Ora, nelle intenzioni dei grillini, considerando che nessuno prospettava la maggioranza assoluta dei seggi per Grillo sia alla Camera sia al Senato, l’obiettivo massimo era quello di contribuire all’attività legislativa del parlamento. Ponendo i temi prioritari per l’agenda politica grillina (le famose cinque stelle) e stanando i tentativi dei partiti di non risolvere i vari problemi del paese.

Lo scenario post-voto però paradossalmente carica di responsabilità maggiori Grillo, perché dipende proprio da lui l’esistenza o meno di un governo in grado di governare e di conseguenza di produrre, in sede parlamentare, atti di carattere legislativo.

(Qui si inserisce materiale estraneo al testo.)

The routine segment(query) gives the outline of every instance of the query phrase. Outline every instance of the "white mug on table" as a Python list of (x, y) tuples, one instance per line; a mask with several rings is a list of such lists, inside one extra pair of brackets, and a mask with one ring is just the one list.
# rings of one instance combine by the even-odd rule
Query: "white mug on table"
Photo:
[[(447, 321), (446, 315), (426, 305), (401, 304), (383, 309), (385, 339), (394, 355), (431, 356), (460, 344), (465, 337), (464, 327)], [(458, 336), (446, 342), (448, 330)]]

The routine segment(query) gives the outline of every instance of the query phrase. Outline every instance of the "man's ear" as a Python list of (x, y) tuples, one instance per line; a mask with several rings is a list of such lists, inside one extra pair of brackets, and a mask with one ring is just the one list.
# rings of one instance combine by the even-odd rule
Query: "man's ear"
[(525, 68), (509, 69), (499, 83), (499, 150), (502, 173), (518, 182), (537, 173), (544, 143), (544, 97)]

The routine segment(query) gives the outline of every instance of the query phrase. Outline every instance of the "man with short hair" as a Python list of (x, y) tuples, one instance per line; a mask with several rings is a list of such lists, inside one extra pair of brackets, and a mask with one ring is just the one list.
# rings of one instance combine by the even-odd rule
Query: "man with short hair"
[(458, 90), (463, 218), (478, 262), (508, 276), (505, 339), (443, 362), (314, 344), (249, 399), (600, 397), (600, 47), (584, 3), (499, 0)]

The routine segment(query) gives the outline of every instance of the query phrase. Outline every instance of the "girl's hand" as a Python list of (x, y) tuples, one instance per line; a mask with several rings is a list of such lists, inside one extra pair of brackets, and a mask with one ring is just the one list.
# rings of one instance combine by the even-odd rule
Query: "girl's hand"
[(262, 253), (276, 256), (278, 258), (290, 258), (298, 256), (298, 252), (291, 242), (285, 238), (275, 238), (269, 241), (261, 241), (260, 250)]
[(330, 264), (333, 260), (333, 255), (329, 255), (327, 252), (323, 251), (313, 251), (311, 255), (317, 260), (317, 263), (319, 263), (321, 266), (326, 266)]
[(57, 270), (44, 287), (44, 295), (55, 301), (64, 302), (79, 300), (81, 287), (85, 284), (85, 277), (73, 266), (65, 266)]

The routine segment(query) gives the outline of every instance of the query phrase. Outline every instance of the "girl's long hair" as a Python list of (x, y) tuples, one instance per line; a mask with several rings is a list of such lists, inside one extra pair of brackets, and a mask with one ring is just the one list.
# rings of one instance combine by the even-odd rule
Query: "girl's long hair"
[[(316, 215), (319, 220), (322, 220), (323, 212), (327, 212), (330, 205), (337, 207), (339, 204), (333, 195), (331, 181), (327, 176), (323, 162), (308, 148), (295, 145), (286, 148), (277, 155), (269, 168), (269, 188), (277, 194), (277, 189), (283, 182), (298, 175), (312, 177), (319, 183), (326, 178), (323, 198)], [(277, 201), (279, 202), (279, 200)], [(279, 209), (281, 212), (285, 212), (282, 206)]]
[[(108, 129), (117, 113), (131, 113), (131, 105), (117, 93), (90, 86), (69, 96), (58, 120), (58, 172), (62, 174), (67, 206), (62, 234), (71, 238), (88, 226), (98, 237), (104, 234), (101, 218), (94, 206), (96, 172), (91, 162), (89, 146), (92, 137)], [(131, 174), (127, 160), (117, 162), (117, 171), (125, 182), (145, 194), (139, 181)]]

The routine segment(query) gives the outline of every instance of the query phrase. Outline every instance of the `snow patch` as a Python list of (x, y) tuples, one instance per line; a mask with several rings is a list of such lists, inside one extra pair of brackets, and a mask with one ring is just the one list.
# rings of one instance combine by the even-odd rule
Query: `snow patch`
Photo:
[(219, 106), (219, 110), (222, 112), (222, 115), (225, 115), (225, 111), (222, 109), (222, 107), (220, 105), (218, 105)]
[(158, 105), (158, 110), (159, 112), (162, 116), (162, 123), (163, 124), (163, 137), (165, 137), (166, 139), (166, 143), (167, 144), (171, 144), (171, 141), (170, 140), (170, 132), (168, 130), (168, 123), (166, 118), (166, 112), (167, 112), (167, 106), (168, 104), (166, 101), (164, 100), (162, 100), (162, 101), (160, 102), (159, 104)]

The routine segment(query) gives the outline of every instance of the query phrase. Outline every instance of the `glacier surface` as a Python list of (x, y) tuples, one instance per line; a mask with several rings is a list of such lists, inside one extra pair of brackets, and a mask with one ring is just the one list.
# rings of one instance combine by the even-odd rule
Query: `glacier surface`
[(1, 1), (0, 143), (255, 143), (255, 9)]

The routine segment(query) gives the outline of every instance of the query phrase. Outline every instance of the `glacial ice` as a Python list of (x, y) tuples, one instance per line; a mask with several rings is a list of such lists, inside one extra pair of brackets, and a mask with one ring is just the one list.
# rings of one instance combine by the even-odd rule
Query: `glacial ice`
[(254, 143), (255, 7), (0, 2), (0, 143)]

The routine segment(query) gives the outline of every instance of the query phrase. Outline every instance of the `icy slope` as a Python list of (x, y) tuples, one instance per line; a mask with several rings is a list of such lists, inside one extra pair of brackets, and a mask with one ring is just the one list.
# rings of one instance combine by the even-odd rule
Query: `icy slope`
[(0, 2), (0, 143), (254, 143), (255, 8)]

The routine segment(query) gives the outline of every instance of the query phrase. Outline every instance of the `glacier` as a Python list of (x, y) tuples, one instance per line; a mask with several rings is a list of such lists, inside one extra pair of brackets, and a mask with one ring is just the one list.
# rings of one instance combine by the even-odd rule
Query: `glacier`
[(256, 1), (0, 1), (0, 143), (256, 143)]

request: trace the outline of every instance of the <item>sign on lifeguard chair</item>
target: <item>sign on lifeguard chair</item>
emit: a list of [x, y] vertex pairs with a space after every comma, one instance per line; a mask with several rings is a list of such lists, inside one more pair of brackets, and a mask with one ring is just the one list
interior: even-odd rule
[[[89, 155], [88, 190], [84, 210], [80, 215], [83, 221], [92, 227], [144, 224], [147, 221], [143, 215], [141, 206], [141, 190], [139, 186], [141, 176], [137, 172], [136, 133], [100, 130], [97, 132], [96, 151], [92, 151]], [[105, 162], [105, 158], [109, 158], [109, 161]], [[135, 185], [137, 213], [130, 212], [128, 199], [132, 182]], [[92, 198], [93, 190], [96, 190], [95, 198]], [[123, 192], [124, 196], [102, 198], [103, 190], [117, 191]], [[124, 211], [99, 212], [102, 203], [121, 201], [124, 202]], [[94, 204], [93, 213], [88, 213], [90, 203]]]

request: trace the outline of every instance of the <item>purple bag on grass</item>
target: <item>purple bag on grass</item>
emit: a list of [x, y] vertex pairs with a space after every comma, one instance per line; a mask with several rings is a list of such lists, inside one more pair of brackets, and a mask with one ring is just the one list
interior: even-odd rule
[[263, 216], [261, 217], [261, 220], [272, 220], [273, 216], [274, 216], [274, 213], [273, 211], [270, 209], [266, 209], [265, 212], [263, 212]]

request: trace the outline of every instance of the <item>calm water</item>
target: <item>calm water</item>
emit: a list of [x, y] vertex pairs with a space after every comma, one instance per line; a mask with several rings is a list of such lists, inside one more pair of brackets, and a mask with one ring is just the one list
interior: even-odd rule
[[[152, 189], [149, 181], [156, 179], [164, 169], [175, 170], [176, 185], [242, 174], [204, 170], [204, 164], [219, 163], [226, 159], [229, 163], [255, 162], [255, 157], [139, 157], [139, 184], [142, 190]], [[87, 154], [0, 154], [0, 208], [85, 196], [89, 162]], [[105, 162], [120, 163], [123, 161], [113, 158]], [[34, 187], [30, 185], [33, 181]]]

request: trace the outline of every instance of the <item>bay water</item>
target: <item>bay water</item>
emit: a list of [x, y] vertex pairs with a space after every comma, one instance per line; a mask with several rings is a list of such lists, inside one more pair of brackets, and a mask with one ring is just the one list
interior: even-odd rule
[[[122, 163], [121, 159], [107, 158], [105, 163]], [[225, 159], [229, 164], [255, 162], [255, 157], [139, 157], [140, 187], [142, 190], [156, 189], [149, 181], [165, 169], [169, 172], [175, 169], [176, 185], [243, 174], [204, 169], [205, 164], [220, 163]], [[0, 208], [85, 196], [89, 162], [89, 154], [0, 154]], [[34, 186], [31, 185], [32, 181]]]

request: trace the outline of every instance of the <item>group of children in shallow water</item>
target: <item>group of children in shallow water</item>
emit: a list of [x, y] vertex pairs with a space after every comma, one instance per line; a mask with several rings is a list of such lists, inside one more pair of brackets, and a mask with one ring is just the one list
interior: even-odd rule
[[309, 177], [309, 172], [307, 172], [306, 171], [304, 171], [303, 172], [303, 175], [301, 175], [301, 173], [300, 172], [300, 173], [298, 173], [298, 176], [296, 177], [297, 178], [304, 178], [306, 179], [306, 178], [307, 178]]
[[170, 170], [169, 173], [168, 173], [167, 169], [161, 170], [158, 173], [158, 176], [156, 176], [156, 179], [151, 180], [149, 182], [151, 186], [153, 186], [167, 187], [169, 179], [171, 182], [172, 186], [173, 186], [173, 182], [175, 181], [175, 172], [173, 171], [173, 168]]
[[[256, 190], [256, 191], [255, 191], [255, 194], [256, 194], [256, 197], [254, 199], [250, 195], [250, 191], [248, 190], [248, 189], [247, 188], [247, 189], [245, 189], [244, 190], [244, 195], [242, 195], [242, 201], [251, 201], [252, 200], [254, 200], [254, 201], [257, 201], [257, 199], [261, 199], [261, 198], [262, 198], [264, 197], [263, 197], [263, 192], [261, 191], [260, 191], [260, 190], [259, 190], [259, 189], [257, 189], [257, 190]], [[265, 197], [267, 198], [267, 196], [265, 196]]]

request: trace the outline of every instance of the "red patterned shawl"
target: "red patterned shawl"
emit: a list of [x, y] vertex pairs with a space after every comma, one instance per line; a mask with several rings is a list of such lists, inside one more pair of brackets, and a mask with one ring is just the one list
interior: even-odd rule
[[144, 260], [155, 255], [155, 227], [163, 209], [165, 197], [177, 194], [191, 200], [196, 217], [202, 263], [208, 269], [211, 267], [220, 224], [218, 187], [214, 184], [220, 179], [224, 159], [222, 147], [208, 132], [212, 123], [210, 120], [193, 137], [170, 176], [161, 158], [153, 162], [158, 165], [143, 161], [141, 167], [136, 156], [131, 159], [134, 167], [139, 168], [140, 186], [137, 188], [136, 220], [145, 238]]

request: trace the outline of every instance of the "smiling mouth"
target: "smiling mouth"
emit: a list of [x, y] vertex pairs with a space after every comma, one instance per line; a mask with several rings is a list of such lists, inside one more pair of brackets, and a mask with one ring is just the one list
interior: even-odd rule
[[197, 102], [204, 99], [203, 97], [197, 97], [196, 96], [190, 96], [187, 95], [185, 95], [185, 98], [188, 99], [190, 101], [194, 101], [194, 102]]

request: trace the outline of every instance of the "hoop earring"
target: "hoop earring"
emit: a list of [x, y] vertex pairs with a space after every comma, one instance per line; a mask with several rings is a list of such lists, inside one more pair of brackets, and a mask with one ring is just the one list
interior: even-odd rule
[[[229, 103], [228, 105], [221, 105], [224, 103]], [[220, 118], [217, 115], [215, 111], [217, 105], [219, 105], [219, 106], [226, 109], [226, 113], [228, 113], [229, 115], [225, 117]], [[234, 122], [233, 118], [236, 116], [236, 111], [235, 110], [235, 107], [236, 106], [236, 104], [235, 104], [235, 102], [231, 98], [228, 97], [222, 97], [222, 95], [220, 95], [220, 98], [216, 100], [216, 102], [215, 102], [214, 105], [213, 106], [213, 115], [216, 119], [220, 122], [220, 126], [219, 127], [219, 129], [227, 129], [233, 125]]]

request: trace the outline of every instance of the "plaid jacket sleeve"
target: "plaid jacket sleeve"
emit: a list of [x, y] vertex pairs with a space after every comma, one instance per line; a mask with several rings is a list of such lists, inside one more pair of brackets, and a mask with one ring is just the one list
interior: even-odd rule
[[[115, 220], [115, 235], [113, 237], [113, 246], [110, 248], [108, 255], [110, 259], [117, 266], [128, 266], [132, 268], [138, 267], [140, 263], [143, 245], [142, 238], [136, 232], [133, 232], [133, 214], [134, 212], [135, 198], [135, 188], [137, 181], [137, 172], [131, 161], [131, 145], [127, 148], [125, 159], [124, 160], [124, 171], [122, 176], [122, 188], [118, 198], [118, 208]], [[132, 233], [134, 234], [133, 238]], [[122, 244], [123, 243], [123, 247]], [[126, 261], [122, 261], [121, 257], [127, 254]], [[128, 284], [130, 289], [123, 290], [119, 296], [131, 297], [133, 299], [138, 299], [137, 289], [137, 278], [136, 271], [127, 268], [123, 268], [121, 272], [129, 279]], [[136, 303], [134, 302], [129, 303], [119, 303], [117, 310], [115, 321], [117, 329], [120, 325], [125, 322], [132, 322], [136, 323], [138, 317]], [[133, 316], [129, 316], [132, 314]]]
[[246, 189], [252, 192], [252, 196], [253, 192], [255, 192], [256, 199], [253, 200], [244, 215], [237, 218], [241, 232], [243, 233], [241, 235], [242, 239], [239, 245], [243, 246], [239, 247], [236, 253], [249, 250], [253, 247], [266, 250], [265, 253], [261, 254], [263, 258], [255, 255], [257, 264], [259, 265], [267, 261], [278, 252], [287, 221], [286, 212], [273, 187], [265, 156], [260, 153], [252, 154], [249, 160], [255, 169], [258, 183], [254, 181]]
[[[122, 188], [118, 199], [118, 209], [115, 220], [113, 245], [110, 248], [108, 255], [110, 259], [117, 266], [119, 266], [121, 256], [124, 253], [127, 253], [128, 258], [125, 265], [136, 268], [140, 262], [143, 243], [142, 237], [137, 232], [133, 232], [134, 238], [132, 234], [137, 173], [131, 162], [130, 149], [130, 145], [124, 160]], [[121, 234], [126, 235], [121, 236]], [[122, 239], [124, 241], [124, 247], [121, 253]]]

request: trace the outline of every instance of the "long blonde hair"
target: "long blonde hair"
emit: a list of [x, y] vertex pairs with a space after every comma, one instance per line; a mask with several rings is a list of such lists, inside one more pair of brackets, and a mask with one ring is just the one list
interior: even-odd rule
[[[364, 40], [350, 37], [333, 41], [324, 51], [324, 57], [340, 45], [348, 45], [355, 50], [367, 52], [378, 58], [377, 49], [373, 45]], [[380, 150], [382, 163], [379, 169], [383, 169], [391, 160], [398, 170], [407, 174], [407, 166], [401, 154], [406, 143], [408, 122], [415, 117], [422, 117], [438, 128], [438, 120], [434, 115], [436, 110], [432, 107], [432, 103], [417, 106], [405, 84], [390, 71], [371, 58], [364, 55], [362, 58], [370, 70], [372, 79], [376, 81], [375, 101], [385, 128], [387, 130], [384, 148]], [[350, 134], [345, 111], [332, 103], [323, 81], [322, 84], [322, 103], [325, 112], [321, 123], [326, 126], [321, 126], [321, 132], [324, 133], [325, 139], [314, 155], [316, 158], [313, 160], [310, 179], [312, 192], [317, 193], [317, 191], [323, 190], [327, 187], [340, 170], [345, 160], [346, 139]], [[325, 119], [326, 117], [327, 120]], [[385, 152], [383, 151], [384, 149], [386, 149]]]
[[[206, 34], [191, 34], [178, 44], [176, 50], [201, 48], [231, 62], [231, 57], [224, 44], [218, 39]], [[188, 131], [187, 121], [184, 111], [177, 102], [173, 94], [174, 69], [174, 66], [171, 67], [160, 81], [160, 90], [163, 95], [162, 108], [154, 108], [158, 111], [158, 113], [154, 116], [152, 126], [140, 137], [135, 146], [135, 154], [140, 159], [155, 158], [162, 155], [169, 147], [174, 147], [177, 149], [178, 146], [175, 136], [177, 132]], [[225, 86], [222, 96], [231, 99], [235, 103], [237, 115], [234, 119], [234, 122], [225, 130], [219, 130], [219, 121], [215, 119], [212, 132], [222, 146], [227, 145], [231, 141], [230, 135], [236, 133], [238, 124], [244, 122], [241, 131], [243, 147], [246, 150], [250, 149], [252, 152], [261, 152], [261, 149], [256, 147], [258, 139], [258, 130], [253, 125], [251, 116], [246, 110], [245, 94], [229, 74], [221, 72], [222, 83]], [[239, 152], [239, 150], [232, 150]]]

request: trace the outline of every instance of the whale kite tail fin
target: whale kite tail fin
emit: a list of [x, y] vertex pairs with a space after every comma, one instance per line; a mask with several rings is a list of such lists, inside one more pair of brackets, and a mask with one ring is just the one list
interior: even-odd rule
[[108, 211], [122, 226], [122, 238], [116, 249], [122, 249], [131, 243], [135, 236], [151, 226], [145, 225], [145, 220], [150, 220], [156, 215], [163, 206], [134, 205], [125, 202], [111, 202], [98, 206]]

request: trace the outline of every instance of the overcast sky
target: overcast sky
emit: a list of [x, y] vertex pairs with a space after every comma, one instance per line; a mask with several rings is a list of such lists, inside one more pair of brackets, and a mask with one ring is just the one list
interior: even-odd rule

Da qui l’ipotesi, molto spesso spiegata in malo modo, su una certa “simpatia” del Movimento Cinque Stelle nei confronti del governo d’unità nazionale: in questo modo infatti la responsabilità di un voto di fiducia al governo spetterebbe ai partiti “tradizionali”. Loro si accollerebbero le responsabilità dell’esecutivo, i grillini potrebbero porre i loro temi in aula e al tempo stesso capitalizzare elettoralmente scossoni e atti impopolari dell’esecutivo.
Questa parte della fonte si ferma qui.